Fish harvesters in Newfoundland and Labrador are declaring victory in their negotiations with the provincial government, and are heading home after a recent protest that brought out riot police in St. John's.

Protest leader John Efford Jr. told harvesters just after noon on Friday that provincial officials had met their key demand, and will start to open up the market for unprocessed fish and crab in the province.

"We got it done!" Efford Jr. exclaimed. "Every fish harvester in this province got it done."

Fishermen celebrated the deal as historic, and a game-changer for their fishing businesses. Efford Jr. was emotional as he worked his way through his speech — using a megaphone from the bed of a white pickup truck. Many harvesters credited Efford Jr., particularly, for his work leading the demonstrators.

"I can't put it into words how happy I am today," said Bruce Short, who travelled to St. John's from the rural community of Long Island, in Newfoundland's Green Bay.

One man told Efford Jr. that his father would be proud of him — John Efford was a former fisheries minister and a longtime provincial politician. He died in 2022 after revealing he had been battling Alzheimer's disease.

Efford Jr. has struggled to speak about his father without breaking into tears, and has repeatedly declined to speak about his father’s legacy and their relationship.

The protest site cleared out quickly after news of the deal was announced.

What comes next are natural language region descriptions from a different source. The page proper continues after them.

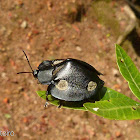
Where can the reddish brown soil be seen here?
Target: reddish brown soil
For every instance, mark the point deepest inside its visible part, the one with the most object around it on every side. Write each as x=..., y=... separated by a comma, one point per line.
x=50, y=29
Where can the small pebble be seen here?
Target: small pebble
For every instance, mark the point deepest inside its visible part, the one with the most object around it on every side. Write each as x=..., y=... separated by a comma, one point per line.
x=78, y=49
x=24, y=25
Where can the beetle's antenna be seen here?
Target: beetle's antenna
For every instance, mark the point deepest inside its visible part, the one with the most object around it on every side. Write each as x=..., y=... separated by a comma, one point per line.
x=27, y=60
x=23, y=72
x=28, y=63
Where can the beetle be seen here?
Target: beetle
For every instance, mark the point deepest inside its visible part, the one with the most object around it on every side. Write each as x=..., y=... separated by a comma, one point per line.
x=69, y=80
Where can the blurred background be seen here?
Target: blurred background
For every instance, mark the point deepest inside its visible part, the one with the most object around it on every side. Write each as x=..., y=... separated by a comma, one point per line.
x=55, y=29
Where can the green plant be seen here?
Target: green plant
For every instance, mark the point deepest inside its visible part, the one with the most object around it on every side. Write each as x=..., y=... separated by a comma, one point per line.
x=110, y=103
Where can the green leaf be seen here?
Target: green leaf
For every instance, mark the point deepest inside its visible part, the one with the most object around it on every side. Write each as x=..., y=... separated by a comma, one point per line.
x=128, y=71
x=107, y=94
x=54, y=101
x=116, y=109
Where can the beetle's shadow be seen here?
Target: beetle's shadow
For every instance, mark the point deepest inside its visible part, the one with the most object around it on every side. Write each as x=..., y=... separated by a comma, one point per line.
x=79, y=104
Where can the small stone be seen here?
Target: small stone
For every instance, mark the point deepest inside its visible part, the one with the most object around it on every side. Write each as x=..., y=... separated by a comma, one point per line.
x=78, y=49
x=24, y=25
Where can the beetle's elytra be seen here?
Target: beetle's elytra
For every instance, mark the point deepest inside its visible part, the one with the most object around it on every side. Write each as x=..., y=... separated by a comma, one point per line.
x=68, y=79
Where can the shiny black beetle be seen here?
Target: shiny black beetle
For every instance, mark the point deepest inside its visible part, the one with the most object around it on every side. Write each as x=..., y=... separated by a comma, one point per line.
x=68, y=79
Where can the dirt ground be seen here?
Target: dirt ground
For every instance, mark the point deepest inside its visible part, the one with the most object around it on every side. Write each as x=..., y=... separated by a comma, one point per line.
x=50, y=29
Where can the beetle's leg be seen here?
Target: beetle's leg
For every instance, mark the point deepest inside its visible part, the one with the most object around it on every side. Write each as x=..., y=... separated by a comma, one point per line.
x=60, y=104
x=46, y=104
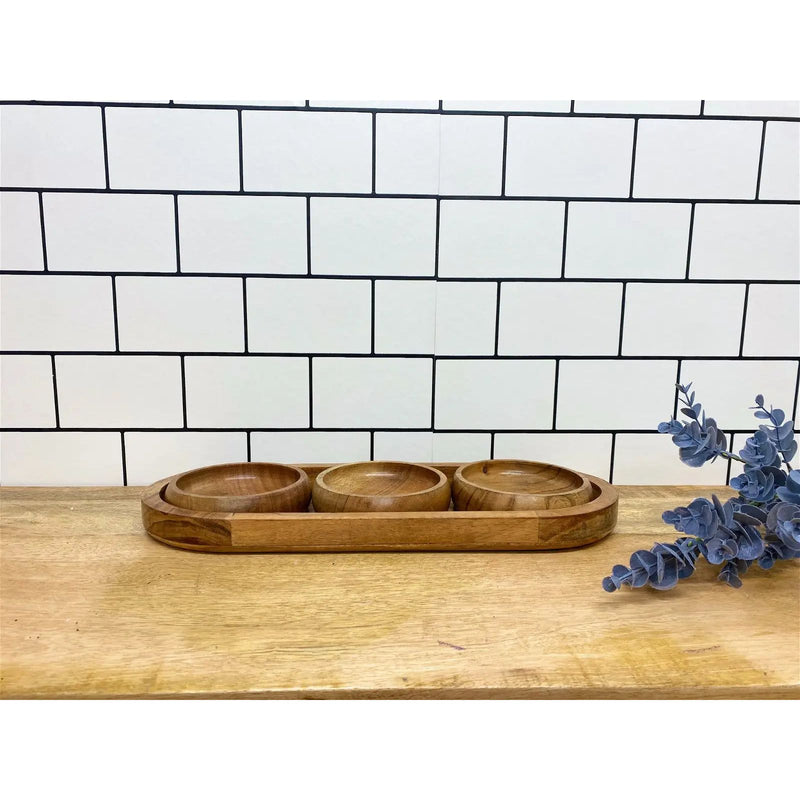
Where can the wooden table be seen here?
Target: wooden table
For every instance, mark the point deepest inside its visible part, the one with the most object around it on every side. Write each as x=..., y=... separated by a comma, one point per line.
x=92, y=607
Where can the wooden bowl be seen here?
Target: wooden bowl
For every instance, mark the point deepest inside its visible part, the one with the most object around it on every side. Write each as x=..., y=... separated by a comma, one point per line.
x=240, y=487
x=381, y=486
x=511, y=485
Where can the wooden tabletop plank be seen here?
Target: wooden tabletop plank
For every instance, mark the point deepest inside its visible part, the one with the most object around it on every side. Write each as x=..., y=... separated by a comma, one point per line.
x=92, y=607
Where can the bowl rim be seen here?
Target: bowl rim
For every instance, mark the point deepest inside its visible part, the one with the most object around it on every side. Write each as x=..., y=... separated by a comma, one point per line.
x=320, y=479
x=301, y=477
x=458, y=475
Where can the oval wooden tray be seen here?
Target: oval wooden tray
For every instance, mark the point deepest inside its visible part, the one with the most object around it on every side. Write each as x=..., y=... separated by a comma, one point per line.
x=304, y=532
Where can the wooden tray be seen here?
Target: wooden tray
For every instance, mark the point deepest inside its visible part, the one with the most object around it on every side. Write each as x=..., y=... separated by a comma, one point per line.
x=219, y=532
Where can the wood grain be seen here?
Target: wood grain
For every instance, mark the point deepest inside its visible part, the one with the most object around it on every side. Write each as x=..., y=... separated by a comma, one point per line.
x=371, y=531
x=514, y=485
x=253, y=487
x=373, y=486
x=92, y=607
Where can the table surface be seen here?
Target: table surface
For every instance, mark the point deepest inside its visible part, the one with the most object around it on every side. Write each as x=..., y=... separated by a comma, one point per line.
x=90, y=606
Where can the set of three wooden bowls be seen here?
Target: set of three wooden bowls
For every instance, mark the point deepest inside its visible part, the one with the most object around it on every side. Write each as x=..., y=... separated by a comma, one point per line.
x=379, y=486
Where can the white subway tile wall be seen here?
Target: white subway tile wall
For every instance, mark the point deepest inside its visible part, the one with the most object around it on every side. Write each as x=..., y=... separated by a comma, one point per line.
x=421, y=280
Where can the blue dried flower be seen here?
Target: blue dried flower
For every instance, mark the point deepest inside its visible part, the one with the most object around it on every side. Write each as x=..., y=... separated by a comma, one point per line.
x=790, y=492
x=697, y=519
x=754, y=485
x=761, y=526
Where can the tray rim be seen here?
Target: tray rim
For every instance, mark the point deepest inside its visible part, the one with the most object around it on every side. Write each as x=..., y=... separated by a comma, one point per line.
x=153, y=501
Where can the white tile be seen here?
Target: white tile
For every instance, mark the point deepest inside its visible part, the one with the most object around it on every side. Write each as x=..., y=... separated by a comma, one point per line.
x=651, y=458
x=56, y=312
x=615, y=395
x=492, y=394
x=727, y=389
x=110, y=232
x=414, y=446
x=26, y=392
x=553, y=106
x=246, y=392
x=461, y=447
x=696, y=158
x=682, y=319
x=407, y=153
x=405, y=316
x=585, y=452
x=465, y=318
x=637, y=106
x=772, y=327
x=405, y=104
x=51, y=146
x=180, y=313
x=372, y=392
x=375, y=236
x=746, y=241
x=307, y=151
x=20, y=231
x=60, y=458
x=243, y=234
x=569, y=156
x=173, y=148
x=627, y=240
x=753, y=108
x=310, y=447
x=500, y=238
x=152, y=456
x=302, y=315
x=471, y=155
x=780, y=172
x=559, y=318
x=119, y=391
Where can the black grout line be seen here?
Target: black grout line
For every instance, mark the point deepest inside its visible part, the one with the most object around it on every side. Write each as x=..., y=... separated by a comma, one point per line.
x=372, y=317
x=403, y=196
x=183, y=390
x=44, y=237
x=633, y=155
x=677, y=381
x=166, y=429
x=177, y=235
x=366, y=355
x=622, y=317
x=760, y=159
x=105, y=144
x=744, y=317
x=310, y=393
x=796, y=393
x=497, y=319
x=124, y=458
x=241, y=150
x=611, y=457
x=374, y=149
x=689, y=242
x=505, y=156
x=432, y=277
x=555, y=392
x=398, y=110
x=55, y=390
x=433, y=394
x=114, y=312
x=244, y=315
x=308, y=235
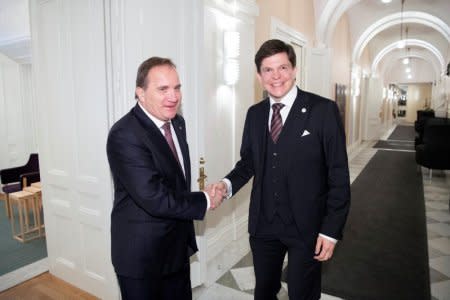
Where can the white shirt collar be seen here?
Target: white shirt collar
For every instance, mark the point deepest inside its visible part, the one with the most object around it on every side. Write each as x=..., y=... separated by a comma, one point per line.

Dozens of police officers also filed out of the Confederation Building in St. John's, the site of the provincial legislature.

In a statement, the Association of Seafood Producers, an industry group representing fish plants, panned the reported deal. The group said allowing fish harvesters to sell to outside buyers would harm fish plant workers.

"Additional processing licenses does not create new employment. It only redistributes the work across additional facilities," it said.

"Changing government policy to allow outside buyers could result in the loss of economic value and employment benefits to the detriment of our workers, local businesses, and communities."

The protest had been running since March, but tensions heightened on Wednesday when harvesters moved to block off access to the Confederation Building.

The Royal Newfoundland Constabulary brought its mounted unit to the scene, and an officer tried to push his horse into the crowd of people. One fish harvester broke a hip, demonstrators said, in a separate encounter with police. One police officer was also injured and taken to hospital.

The chaos outside the legislature delayed the tabling of Newfoundland and Labrador's provincial budget. Politicians returned to the legislature Wednesday night, after the sun set, and stayed in their offices overnight to ensure the budget could proceed on Thursday.

The Royal Newfoundland Constabulary and the RCMP met protestors who arrived early Thursday with riot gear – shields, masks, batons and weapons marked "less lethal."

Tensions remained high Friday as some feared a repeat of the clashes between officers and protestors. Efford Jr. told the crowd to stay in an adjacent parking lot until the end of his meeting.

Efford Jr., along with representatives from the Fish, Food and Allied Workers Union met with Fisheries Minister Elvis Loveless for almost four hours.

In a statement, Loveless said his meeting with Efford Jr. was "productive."

"[It] has led to positive outcomes intended to support FFAW harvesters, plant workers, and all stakeholders in our province's valuable fishing industry. We all share the same goal of seeing an organized start to the 2024 fishing season."

Efford Jr. told the crowd that demonstration organizers would give government five business days to create a written record of the deal that was reached. He said there are already two applicants who are interested in buying crab and other fish from Newfoundland and Labrador fishers.

Applicants would need to meet criteria met by the provincial government in order to start exporting raw fish. The Association of Seafood Producers said they expect the regulated price would extend to any new entrant into the market.